Tian Zi pleura longuement, jusqu'à épuisement. Elle se releva péniblement, souleva le corps du vieux taoïste et le descendit. Le vieux taoïste s'était vidé de son sang, et le sang jaillissant de ses blessures tachait à nouveau les marches. Le vieux taoïste n'était pas lourd, et un demi-cadavre pesait encore moins, pourtant Tian Zi peinait à le porter. Arrivée à la porte, elle ne put aller plus loin. Après avoir rapidement pansé ses propres blessures, elle ramassa des branches sèches alentour et incinéra le vieux taoïste.
Au milieu des flammes déchaînées, le corps du vieux taoïste exhalait un parfum étrange. Tian Zi se tenait près du feu, le visage brûlé par les flammes, mais elle ne recula pas d'un pouce.
Le bruit de pas précipités se fit entendre derrière elle. Avant que Tian Zi ne puisse se retourner, elle reçut un violent coup sur la tête et s'écroula près du feu. Du coin de l'œil, elle aperçut une jolie fille de son âge, debout près du feu, tenant un bâton et arborant un sourire suffisant. Derrière elle se tenait un adorable petit garçon. Tian Zi cracha trois mots entre ses dents serrées : « Xuan, Xiao, Tong ! »
Xuan Xiaotong laissa échapper un rire mauvais : « Vieil ami, je suis ravi que tu te souviennes encore de moi. Mais tu viens de tuer mon partenaire, ce qui me met hors de moi. L'empire a besoin de guerriers comme Duan Ganfei. Vu que nous nous connaissons, je ne te tuerai pas cette fois, à condition que tu me révèles le secret du vieil homme. »
La réponse de Tian Zi était simple : « N'y pense même pas ! »
« Exactement comme je le pensais. » Xuan Xiaotong brandit son bâton et frappa de nouveau Tian Zi à la tête, la laissant inconsciente. Xia Chen replongea dans l'obscurité, son opinion sur l'identité de Xuan Xiaotong désormais bouleversée. À cette époque, parmi tous les êtres à la peau jaune et aux yeux noirs, seul un peuple osait proclamer son pays empire sur un ton aussi arrogant : les Japonais ! Que faisait-elle donc à infiltrer l'école d'infirmières depuis si longtemps ?
Peu après, Tian Zi reprit conscience, mais tout était encore plongé dans l'obscurité. Xia Chen ne voyait rien non plus
; quelque chose lui couvrait les yeux. Son corps était également ligoté, l'empêchant même de bouger le moindre doigt. Heureusement, elle pouvait encore entendre des sons.

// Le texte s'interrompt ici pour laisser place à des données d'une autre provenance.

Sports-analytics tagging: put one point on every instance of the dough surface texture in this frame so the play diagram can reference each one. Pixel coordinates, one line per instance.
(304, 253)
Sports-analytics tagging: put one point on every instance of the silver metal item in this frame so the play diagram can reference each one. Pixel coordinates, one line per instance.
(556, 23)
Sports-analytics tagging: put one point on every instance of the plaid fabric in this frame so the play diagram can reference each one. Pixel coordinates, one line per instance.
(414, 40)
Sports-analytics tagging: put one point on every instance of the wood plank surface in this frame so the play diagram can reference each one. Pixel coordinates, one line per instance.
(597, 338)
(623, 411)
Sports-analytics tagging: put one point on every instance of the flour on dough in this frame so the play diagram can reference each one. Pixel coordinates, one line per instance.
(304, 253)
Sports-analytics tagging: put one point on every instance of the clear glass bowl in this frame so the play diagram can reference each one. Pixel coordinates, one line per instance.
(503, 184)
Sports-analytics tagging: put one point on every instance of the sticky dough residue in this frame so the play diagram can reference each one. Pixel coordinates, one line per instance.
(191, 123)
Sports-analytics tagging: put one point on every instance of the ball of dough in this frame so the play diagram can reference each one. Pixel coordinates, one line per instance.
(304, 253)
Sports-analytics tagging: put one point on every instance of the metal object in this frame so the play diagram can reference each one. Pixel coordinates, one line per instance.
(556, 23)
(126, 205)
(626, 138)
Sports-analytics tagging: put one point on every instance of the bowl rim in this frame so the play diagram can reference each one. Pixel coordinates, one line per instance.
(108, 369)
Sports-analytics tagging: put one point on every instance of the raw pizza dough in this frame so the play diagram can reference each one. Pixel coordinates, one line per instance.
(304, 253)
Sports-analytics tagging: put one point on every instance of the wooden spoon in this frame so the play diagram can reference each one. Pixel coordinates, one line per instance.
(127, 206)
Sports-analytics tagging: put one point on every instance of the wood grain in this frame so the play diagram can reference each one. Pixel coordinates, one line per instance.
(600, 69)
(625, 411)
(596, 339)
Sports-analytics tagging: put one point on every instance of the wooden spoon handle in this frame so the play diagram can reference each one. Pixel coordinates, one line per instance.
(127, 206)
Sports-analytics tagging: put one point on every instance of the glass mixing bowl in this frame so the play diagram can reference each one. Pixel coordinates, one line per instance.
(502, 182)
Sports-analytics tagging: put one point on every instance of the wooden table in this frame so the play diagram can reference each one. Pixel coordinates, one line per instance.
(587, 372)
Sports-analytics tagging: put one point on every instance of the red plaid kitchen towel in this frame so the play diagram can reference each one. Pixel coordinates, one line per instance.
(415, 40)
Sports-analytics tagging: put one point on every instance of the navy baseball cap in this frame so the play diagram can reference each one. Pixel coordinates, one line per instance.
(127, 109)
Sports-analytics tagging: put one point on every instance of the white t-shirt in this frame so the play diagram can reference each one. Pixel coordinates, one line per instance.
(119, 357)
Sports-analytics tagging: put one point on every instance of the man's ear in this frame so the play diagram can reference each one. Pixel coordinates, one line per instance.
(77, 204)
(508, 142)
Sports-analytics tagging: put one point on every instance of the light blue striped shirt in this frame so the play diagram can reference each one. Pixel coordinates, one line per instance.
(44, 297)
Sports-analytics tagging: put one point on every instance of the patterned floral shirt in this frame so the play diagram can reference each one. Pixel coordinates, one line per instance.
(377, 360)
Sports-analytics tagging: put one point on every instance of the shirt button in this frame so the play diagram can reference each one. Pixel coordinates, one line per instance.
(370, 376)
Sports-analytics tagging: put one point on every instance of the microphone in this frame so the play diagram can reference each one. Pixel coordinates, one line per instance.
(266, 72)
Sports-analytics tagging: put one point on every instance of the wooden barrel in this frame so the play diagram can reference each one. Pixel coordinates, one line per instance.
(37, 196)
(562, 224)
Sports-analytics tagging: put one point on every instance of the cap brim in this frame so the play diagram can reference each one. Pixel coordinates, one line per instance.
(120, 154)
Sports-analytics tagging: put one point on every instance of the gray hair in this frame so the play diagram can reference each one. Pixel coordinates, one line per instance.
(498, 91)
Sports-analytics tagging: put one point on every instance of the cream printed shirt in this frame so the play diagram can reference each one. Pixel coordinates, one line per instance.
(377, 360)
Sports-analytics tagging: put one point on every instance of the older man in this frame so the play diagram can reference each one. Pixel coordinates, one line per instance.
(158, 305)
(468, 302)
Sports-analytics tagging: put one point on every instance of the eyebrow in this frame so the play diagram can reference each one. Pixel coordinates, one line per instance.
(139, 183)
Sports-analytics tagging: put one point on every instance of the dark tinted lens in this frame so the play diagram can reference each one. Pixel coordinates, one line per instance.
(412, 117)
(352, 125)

« Vieil ami, je ne m'attendais pas à ce que tu te réveilles si vite. Ce que j'ai préparé pour toi est presque prêt. » C'était Xuan Xiaotong ; une fois qu'on a entendu cette voix, on ne l'oublie jamais.
Tian Zi entendit les pas de trois ou quatre personnes à côté d'elle, ainsi que le bruit métallique d'objets qui s'entrechoquaient. « Où suis-je ? »
« Dans une salle quelque part dans l'école d'infirmières, écoutez mon conseil, aussi bien intentionné soit-il
: vous devriez nous révéler le secret de la famille Duan tôt ou tard. De toute façon, vous devrez bien finir par le faire. Même si vous pratiquez la magie des miasmes et que vous avez les yeux vairons, nous avons encore des moyens de vous faire parler. »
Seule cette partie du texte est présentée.